In Standing With Jesus on the Grass, a white-haired resurrected Jesus stands in profile, half-turned and looking toward the left. In the lower right-hand corner, a man and woman are visible from behind as they are oriented toward Christ, but with downturned gazes that signify their reverence for Christ. In an essay on the painting, Phillip and Delys Snyder, who own the painting and display it in their home, speculate that a face-to-face meeting is not depicted because it might be too sacred or personal to show in a painting. The use of "Standing" in the title, which is also written in the painting itself, shows a continuous action. The couple's ability to be present with Jesus shows that they are righteous, because a wicked person cannot "abide in the presence of the sacred." The word "stand" in the scriptures is often associated with becoming aware of God and Jesus's power. Even as the couple becomes aware of Jesus's power, they are standing with him in the same ordinary, grassy Earth.

==Criticism==
In June 2017, the BYU Museum of Art opened the exhibition The Interpretation Thereof: Contemporary LDS Art and Scripture.
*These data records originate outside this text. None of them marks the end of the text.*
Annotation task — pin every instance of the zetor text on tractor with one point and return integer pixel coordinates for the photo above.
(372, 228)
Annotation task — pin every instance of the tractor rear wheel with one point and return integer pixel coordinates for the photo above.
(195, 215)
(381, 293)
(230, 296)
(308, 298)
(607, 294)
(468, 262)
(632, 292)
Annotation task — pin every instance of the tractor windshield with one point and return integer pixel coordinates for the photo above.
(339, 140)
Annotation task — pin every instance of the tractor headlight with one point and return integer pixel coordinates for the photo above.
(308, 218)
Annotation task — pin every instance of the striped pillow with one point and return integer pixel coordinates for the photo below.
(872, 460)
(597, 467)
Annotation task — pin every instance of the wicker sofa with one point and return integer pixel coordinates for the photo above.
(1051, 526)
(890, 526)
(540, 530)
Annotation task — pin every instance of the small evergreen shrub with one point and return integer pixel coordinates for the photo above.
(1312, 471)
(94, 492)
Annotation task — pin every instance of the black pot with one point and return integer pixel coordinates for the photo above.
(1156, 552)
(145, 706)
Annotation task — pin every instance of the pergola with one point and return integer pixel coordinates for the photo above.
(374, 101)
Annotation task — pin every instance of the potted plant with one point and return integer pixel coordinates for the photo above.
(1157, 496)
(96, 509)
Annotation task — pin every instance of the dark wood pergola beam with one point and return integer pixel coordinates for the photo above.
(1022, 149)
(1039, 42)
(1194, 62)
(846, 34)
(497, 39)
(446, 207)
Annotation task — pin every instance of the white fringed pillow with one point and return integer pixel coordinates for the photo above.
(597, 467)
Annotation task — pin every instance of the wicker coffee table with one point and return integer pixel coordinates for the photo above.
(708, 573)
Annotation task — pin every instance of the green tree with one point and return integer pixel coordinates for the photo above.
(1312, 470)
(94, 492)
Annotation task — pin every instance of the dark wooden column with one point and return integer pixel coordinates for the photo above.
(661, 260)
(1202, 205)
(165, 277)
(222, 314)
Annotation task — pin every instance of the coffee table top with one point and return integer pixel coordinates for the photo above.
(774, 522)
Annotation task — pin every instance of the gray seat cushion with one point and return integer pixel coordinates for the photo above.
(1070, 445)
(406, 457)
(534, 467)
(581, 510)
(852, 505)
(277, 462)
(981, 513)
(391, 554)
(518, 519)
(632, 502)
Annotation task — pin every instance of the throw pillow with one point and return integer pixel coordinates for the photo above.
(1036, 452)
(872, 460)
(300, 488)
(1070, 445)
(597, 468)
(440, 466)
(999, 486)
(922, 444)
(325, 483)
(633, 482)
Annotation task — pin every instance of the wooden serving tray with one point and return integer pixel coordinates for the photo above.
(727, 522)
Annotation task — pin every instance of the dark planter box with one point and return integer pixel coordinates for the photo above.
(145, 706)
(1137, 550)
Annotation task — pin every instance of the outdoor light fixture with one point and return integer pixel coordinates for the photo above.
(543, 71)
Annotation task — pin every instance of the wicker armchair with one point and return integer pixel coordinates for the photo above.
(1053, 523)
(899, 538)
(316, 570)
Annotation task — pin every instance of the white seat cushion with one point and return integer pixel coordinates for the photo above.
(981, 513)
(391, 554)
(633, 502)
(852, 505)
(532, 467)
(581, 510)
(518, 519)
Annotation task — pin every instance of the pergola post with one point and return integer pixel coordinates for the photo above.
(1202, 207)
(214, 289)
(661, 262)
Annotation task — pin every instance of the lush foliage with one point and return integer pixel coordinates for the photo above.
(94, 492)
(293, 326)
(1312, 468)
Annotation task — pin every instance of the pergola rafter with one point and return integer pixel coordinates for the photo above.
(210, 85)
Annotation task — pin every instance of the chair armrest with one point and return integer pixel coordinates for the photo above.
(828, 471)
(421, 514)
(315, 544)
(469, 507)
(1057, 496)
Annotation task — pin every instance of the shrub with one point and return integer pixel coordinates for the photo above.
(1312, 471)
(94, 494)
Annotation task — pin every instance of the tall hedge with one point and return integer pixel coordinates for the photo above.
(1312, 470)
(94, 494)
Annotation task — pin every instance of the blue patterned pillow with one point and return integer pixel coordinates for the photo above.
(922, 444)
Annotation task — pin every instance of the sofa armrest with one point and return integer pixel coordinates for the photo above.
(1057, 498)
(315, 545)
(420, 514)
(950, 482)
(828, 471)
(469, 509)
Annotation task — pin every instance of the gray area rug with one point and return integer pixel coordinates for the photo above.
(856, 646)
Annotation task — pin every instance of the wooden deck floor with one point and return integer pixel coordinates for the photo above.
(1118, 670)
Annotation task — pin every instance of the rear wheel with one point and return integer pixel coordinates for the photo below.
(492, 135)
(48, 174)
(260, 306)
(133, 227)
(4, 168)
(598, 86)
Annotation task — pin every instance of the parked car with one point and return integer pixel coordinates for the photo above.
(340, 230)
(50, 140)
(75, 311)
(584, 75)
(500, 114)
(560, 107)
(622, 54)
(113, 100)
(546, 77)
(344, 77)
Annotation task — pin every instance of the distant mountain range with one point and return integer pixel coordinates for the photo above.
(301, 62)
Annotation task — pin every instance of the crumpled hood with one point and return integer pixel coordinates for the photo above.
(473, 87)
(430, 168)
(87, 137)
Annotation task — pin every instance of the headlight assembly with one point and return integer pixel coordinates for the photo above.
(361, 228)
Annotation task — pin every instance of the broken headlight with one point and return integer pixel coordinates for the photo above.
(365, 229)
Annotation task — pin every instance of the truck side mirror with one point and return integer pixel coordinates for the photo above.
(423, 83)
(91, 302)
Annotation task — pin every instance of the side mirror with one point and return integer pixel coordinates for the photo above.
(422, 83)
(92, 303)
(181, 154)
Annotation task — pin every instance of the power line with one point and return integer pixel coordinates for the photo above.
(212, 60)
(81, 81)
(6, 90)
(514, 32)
Kershisnik's work, Descent From the Cross, is included in this exhibition, which Sean Rossiter criticized for depicting Christ too lightly, and as he argues, limiting the emotional weight of Crucifixion of Jesus. In 2011, Geoff Wichert criticised some of Kershisnik symbols as being esoteric and theologically specific. Writing for the Phoenix New Times, Tricia Parker commented that the people in his paintings are emotionally ambiguous because they are literally two-dimensional, but that this ambiguity makes them relatable.

==Permanent and long-term exhibitions and collections==
Several institutions display Kershisnik's work permanently or on a long-term basis. These include the Beverly Taylor Sorenson Arts and Education Complex at the University of Utah, the BYU Museum of Art, the Springville Museum of Art, and the Covey Center for the Arts. The collections in Illinois State University and Ohio University also include some of his works.